Story 32

December 2, 2020

Oisille tells the story of a German gentleman who punishes his wife for her infidelity by murdering her lover, hanging his skeleton in her room, and forcing her to drink at mealtimes from his skull. He also cuts her hair and makes her wear only black. A French gentleman named Bernage visits the German and, hearing what has happened and observing the wife’s remorse, urges him to have compassion for her. After thinking it over, the German decides he is right. He takes his wife back, and they have “many fine children.” This happy ending makes its way to France after Charles VIII (king from 1493 to 1498), hearing of the situation and of the woman’s beauty, sends his painter, Jean de Paris (Jean Perréal), to Germany to bring back her portrait.

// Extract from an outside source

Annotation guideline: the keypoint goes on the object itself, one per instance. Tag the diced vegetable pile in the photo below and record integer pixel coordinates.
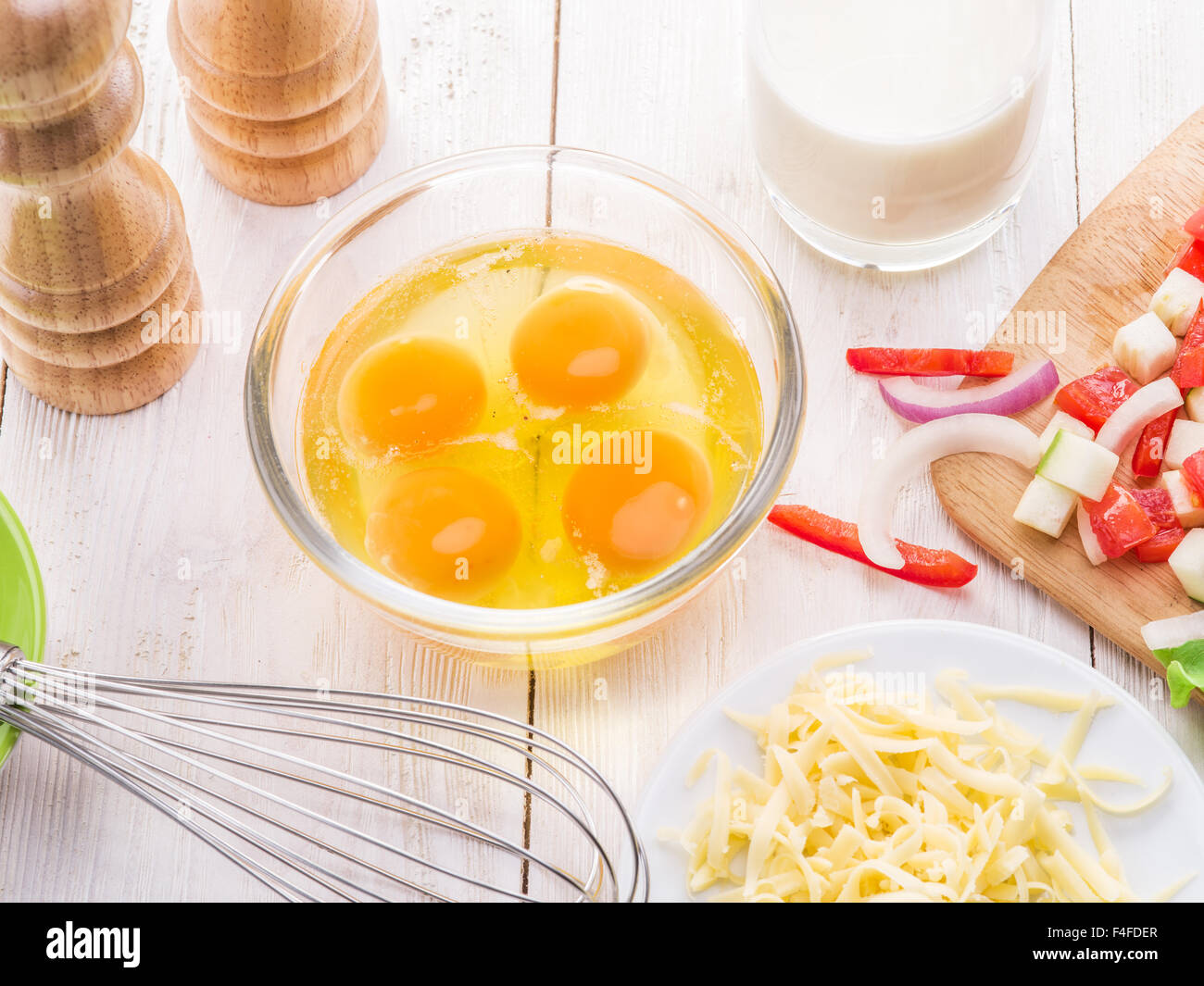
(1151, 400)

As with tale 30, Oisille uses this story as an opportunity to condemn human pride, suggesting that women should not overestimate their ability to be faithful to their husbands without God’s help, since “women who trust in their own strength and virtue are in great danger of being tempted” and “there have been many whose pride has led to their downfall in circumstances where humility saved women thought to be less virtuous.” The women listening—Parlamente, Ennasuite, and Longarine—disagree about whether the German man’s punishment of his wife was reasonable, and they bring up the Biblical figure of Mary Magdalene, asking how she can be both honored and called a sinner.

This tale comes from a tradition of stories dating back to at least the twelfth century in which an unfaithful wife is compelled to contemplate her dead lover’s head or skull.

Here is a portrait at the Musée du Louvre in Paris of an unknown woman painted by Perréal around 1493 (RF 1993-20).

2 thoughts on “Story 32

  • At this point i am belatedly joining the group. After reading some background on Marguerite and the prologue i am picking up the threads at story 32. Wonderful images included in the daily summaries,
    Susan Emanuel,
    Translator

  • This story brings to mind another novella titled “The Tonto Woman” set in the nineteenth century where a white woman enslaved by the Mojave Indians is tattooed on her face, and when she is freed, her husband refuses to take her back and has her live in a shack in the desert by herself, until a Mexican comes along and encourages her to reclaim her position as a wife. The common thread between the two stories has to do with the value placed on the purity of woman in patriarchal societies, an enduring and damaging myth, and also with the presence of mediators who attempt to reconciliate the spouses after a traumatic event. Even when a woman is not at fault, as in The Tonto Woman, she still has to bear the stigma of public shame and be the scapegoat. So, when she is at fault, as in the Heptameron, readers should not be surprised by how incendiary the comments of the devisants are. The fact that Bernage manages to succeed in the reconciliation may indicate, as I have suspected before, that Marguerite is inclined to believe in the virtue of a marriage that is honest and chaste both ways. This would illustrate her Evangelical propensity for forgiveness over punishment, for charity over selfishness, and for acceptance over judgment.